A set of segments.Similarly, if user needs to generate the more trailer of content of fighting, corresponding content label can also be chosen
Segment.
For audio content and video content, its label can be individually set, you can be divided into video content label and sound
Frequency content tab, the two correspond, and are associated with the subobject for the video-audio data object that segmentation obtains.As a result, based on interior
When appearance label is sorted out, it can also classify in combination with audio and video individually according to audio or video,
To generate the set of user's needs, collection can be right according to the video content label and/or audio content label of the subobject
The video content of subobject and/or audio content are sorted out in the video-audio data object, obtain video content collection and/or sound
Frequency content set.
Fig. 2 shows overall flows when being handled video-audio data object using method provided by the embodiments of the present application
Schematic diagram, the overall flow include following processing step:
S201 is primarily based on video content and is split, and is divided into multiple subobjects.
S202 carries out video feature extraction for the video content after segmentation, obtains video feature information.
S203, while audio and video are detached, the audio content corresponding to video after being divided.
S204 carries out noise reduction to audio content, eliminates noise.
S205 identifies waveform in different-waveband, isolates different types of audio, such as separation voice/audio etc..
S206 carries out audio spy's feature extraction to different types of audio, obtains audio feature information.
S207 handles video feature information and audio feature information input deep learning model.
S208 identifies content tab, is classified as in multiple video content collection and audio according to the handling result of deep learning
Hold collection.
Based on same inventive concept, the processing equipment of video-audio data, the equipment pair are additionally provided in the embodiment of the present application
The method answered is the method in previous embodiment, and its principle solved the problems, such as is similar to this method.
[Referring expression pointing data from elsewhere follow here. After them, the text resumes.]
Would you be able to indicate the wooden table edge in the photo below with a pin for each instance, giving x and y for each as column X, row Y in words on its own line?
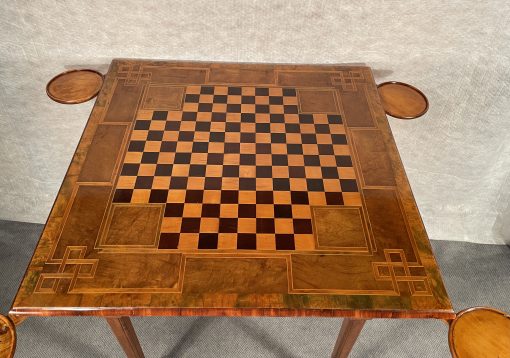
column 236, row 312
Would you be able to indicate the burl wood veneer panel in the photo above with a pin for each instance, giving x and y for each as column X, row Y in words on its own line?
column 228, row 189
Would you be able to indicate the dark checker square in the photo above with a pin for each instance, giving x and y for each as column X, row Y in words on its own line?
column 308, row 138
column 314, row 185
column 229, row 196
column 262, row 127
column 168, row 241
column 232, row 127
column 233, row 108
column 159, row 115
column 264, row 197
column 261, row 91
column 217, row 137
column 265, row 226
column 174, row 210
column 264, row 171
column 122, row 195
column 280, row 159
column 189, row 116
column 247, row 184
column 142, row 125
column 248, row 117
column 150, row 157
column 215, row 158
column 205, row 107
column 302, row 226
column 291, row 92
column 136, row 146
column 212, row 184
column 182, row 158
column 339, row 139
column 285, row 242
column 248, row 100
column 292, row 128
column 275, row 100
column 294, row 149
column 172, row 126
column 278, row 137
column 247, row 159
column 218, row 117
column 186, row 136
column 290, row 109
column 247, row 210
column 200, row 147
column 190, row 225
column 231, row 171
column 158, row 196
column 194, row 196
column 155, row 135
column 297, row 172
column 247, row 137
column 246, row 241
column 276, row 118
column 203, row 126
column 334, row 119
column 208, row 241
column 207, row 90
column 325, row 149
column 234, row 91
column 299, row 197
column 130, row 169
column 261, row 108
column 232, row 147
column 306, row 118
column 192, row 98
column 329, row 172
column 281, row 184
column 168, row 146
column 334, row 199
column 163, row 170
column 282, row 211
column 178, row 182
column 143, row 182
column 220, row 98
column 228, row 225
column 263, row 148
column 312, row 160
column 211, row 210
column 343, row 161
column 348, row 185
column 197, row 170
The embodiment of the present application provides a kind of processing equipment of video-audio data, which can be to determining video-audio data object
In each subobject particular content for including, can effectively apply the audio-video frequency content in video-audio data object, realize and regard sound
The United Dispatching of frequency data uses.The specific implementation of the equipment can be user equipment, the network equipment or user equipment and network
Equipment is integrated constituted equipment by network, or can also be the application program for running on above equipment.The user
Equipment includes but not limited to all kinds of terminal devices such as computer, mobile phone, tablet computer;The network equipment includes but not limited to such as
The realizations such as network host, single network server, multiple network server collection or the set of computers based on cloud computing.Here,
Cloud is made of a large amount of hosts or network server for being based on cloud computing (Cloud Computing), wherein cloud computing is distributed
One kind of calculating, a virtual machine being made of the computer collection of a group loose couplings.
Fig. 3 shows that a kind of processing equipment of video-audio data provided by the embodiments of the present application, the equipment include segmentation module
310, characteristic extracting module 320 and categorical match module 330.The segmentation module 310 is used for video-audio data Object Segmentation
Multiple subobjects.The video-audio data object in the embodiment of the present application refers to the file or data for including audio, video data
Stream, particular content can be film, a TV play etc..The subobject refers in a portion of video-audio data object
Hold, for example, for 120 minutes films of a duration for, multiple segments, each segment can be averagely divided into according to duration
An as subobject.
In some embodiments of the present application, when segmentation module 310 can pass through when being split to video-audio data object
The mode of cut-in without ball piece (spatio-temporal slice) cluster, i.e., according to the video content in video-audio data object, to described
Video-audio data object carries out Spatial-temporal slice cluster, and is based on cluster result, determines multiple subobjects.The Spatial-temporal slice refer to by
The image that the pixel bars band of same position is formed according to sequential in the successive frame of sequence of video images, due to the picture of similar content
Certain similitude is visually had, video-audio data object is split and can be made by way of Spatial-temporal slice cluster
The video-audio data being partitioned into each subobject belongs to similar content.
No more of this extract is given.